If a Bitcoin address appears on the OFAC list, this means that U.S. authorities are attempting to apply sanctions to the person or group operating the address in question. There might also be legitimate reasons for this. However, it is important to focus on three key points here:
- Bitcoin benefits from global decentralization. The Office of Foreign Assets Control, therefore, has no way to enforce the confiscation or freezing of any BTC being sent to or from any wallet.
- F2Pool operates out of Asia. F2Pool, therefore, has no legal obligation to comply with OFAC requests to freeze or interfere with any BTC wallet transaction.
- Immutable transactions that are impossible to reverse or censor were once one of the key reasons Bitcoin had value. Let’s remember, for example, that WikiLeaks was the first major adopter of Bitcoin after WikiLeaks was blacklisted by PayPal and every other global payment processor at the behest of the U.S. government.
How Did F2Pool Censor OFAC Transactions & Why Did They Try To?
By F2Pool’s own admission, censoring transactions going to or from OFAC addresses was easy. The pool’s co-founder, Chun Wang, simply put a transaction filtering patch to use, which took hashing power away from transactions going to or from known OFAC addresses. This effectively left transactions in limbo.
As for why F2Pool made the decision to help OFAC attempt to block Bitcoin transactions in the first place, we will likely never know. All we do know for certain is that this has already taken place. There is, therefore, now a precedent for mining pools working to undermine the integrity of the Bitcoin blockchain as we know it. Let us also remember that F2Pool, on average, currently processes 14% of global BTC transactions.

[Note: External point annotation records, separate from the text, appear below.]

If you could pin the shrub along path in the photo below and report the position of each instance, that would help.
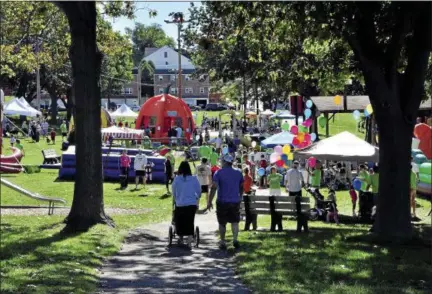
(146, 265)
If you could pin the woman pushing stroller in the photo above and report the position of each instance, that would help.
(186, 194)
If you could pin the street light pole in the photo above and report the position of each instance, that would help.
(178, 19)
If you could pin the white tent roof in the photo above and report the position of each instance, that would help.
(16, 107)
(344, 146)
(124, 111)
(27, 105)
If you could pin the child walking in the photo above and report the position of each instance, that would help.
(333, 212)
(353, 195)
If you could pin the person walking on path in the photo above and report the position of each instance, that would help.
(168, 172)
(294, 180)
(229, 184)
(139, 166)
(203, 173)
(186, 192)
(63, 130)
(124, 164)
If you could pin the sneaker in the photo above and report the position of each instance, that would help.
(222, 245)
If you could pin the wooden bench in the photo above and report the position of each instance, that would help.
(276, 207)
(50, 156)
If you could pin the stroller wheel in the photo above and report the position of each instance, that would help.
(196, 237)
(313, 214)
(170, 236)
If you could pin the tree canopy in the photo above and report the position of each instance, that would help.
(37, 33)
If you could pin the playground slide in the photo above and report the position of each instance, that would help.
(30, 194)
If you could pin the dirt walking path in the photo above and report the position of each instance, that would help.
(146, 265)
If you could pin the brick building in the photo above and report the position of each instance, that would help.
(195, 91)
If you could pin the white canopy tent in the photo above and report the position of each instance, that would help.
(122, 133)
(27, 105)
(124, 111)
(341, 147)
(16, 107)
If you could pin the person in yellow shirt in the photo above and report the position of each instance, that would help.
(413, 191)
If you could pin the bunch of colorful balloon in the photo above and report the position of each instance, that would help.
(302, 138)
(281, 156)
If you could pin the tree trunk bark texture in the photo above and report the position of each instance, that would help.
(87, 206)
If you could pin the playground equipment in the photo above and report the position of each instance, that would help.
(162, 112)
(51, 201)
(111, 164)
(243, 140)
(423, 133)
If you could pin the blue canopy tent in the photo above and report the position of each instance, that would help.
(283, 115)
(281, 138)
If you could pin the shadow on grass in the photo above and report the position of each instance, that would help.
(41, 260)
(331, 260)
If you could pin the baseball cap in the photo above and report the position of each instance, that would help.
(227, 158)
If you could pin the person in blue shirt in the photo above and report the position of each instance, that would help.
(228, 182)
(186, 192)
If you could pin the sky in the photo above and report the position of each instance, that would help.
(163, 8)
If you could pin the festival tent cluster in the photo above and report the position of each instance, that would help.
(124, 111)
(20, 107)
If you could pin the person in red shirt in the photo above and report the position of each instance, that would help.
(52, 135)
(214, 169)
(247, 181)
(124, 169)
(263, 164)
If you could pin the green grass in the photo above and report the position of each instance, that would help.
(35, 258)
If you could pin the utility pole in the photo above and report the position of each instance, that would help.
(177, 18)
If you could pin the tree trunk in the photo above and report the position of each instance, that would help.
(87, 206)
(393, 218)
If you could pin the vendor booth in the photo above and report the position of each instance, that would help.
(341, 147)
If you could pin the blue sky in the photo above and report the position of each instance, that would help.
(163, 8)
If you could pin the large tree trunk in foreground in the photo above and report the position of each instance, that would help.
(87, 207)
(395, 98)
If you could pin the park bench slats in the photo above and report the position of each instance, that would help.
(276, 206)
(278, 198)
(279, 206)
(50, 156)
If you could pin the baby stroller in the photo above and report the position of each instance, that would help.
(172, 232)
(320, 210)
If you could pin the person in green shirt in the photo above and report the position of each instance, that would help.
(374, 182)
(63, 130)
(20, 146)
(274, 179)
(413, 191)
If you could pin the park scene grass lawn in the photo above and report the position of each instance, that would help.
(36, 258)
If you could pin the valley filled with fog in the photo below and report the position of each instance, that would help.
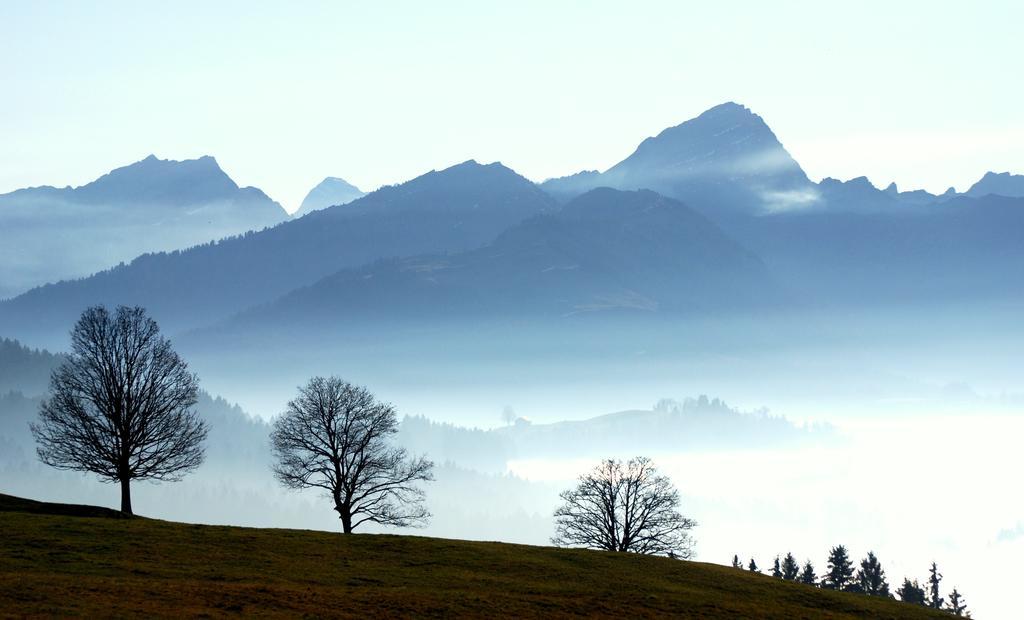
(812, 364)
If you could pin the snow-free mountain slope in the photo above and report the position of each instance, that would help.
(452, 210)
(330, 192)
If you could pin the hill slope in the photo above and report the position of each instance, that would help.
(59, 565)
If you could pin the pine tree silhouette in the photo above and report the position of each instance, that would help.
(791, 570)
(956, 605)
(871, 578)
(840, 575)
(934, 577)
(911, 591)
(807, 575)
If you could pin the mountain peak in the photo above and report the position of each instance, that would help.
(1000, 183)
(727, 157)
(154, 180)
(330, 192)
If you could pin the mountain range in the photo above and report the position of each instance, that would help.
(51, 234)
(711, 215)
(330, 192)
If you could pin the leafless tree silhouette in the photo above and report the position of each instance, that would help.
(121, 406)
(334, 436)
(624, 507)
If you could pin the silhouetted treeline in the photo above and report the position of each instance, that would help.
(868, 578)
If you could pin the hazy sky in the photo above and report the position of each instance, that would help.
(284, 94)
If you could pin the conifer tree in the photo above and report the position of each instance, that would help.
(911, 591)
(934, 577)
(807, 575)
(871, 578)
(791, 570)
(840, 575)
(956, 606)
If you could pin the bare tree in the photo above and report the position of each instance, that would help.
(624, 507)
(334, 436)
(121, 406)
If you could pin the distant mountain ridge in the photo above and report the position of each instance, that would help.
(330, 192)
(726, 158)
(606, 251)
(459, 208)
(1003, 183)
(49, 234)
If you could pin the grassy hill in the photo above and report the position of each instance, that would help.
(64, 560)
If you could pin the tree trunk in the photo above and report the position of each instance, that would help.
(125, 496)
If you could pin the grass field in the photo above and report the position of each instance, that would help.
(62, 560)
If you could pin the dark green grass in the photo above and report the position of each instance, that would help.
(77, 562)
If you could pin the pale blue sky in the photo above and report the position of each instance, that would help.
(284, 94)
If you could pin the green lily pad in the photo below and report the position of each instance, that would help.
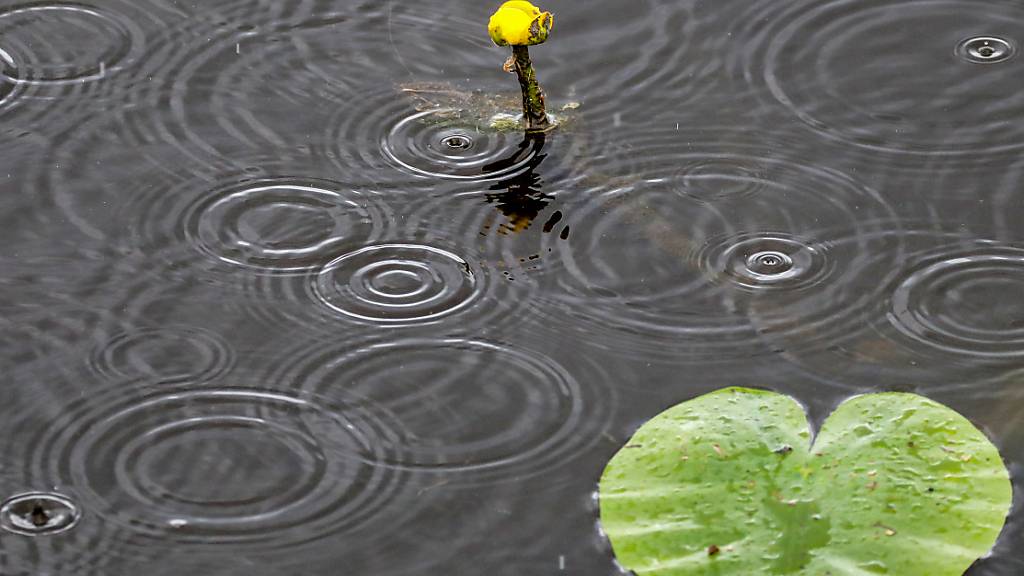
(731, 483)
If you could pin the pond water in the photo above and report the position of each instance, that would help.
(271, 303)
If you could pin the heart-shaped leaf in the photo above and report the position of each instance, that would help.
(730, 484)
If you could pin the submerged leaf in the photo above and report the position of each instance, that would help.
(730, 484)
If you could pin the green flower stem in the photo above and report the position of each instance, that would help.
(532, 97)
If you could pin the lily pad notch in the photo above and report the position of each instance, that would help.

I’m Not a Criminal – Why Should I Worry About Whether Bitcoin is Censorship Resistant?
As the old saying goes, “If you have nothing to hide, you have nothing to fear,” right? Well, not really.

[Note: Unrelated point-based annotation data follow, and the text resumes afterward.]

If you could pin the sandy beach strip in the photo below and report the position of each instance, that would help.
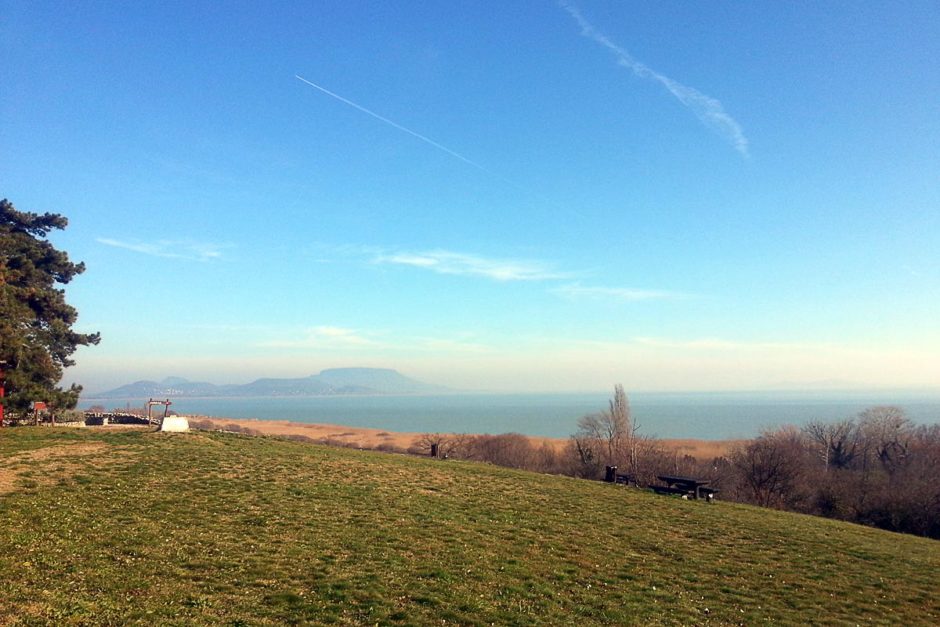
(362, 437)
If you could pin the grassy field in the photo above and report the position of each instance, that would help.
(100, 526)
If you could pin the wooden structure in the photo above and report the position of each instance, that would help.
(40, 406)
(2, 389)
(688, 487)
(166, 410)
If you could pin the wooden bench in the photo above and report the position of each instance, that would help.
(688, 487)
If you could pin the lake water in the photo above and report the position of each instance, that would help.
(666, 415)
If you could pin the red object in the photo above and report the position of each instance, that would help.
(2, 392)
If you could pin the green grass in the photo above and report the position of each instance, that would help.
(118, 527)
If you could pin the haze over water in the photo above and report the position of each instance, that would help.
(667, 415)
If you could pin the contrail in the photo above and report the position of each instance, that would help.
(426, 140)
(705, 108)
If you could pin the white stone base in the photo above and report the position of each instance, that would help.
(175, 423)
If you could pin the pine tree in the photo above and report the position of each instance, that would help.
(36, 336)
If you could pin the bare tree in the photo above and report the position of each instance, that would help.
(769, 467)
(837, 442)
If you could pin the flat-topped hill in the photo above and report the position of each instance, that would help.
(116, 526)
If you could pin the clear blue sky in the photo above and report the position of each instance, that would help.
(672, 196)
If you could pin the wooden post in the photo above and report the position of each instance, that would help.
(610, 474)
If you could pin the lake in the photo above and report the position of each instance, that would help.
(711, 415)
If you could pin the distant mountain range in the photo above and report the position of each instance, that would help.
(332, 382)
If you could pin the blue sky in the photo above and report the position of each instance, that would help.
(535, 196)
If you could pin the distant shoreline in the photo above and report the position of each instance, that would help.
(370, 438)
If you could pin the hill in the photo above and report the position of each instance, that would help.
(120, 526)
(335, 381)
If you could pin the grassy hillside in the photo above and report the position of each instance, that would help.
(118, 526)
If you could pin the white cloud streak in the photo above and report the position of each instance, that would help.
(447, 262)
(401, 128)
(576, 291)
(713, 344)
(168, 249)
(707, 109)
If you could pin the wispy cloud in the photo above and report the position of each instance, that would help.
(324, 337)
(404, 129)
(169, 249)
(711, 343)
(448, 262)
(707, 109)
(576, 291)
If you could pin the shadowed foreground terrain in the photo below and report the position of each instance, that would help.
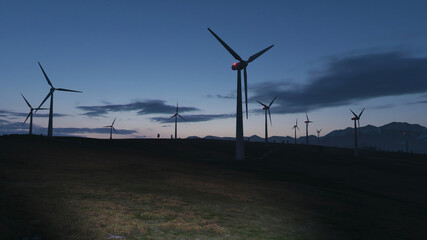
(76, 188)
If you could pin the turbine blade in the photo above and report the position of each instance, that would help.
(48, 95)
(47, 79)
(26, 101)
(246, 91)
(353, 113)
(256, 55)
(361, 112)
(272, 101)
(67, 90)
(235, 55)
(261, 103)
(27, 117)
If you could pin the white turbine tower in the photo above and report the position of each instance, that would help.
(239, 66)
(176, 115)
(112, 128)
(30, 114)
(50, 94)
(267, 109)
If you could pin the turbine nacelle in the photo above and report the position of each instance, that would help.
(239, 65)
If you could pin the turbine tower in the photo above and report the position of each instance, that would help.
(356, 118)
(176, 115)
(318, 136)
(242, 64)
(30, 114)
(112, 128)
(50, 94)
(267, 109)
(295, 127)
(307, 122)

Let us not forget that just a few years ago, the Canadian government set about freezing the bank accounts of people protesting COVID-19 mandates. Likewise, as already noted with regard to WikiLeaks, one of the first things even supposedly democratic governments do to whistleblowers is decouple them from their finances.
The simple fact is that Bitcoin, by nature, was intended to be resistant to such state interference. Now that we know it isn’t, we need to think about what this means for the future of the currency.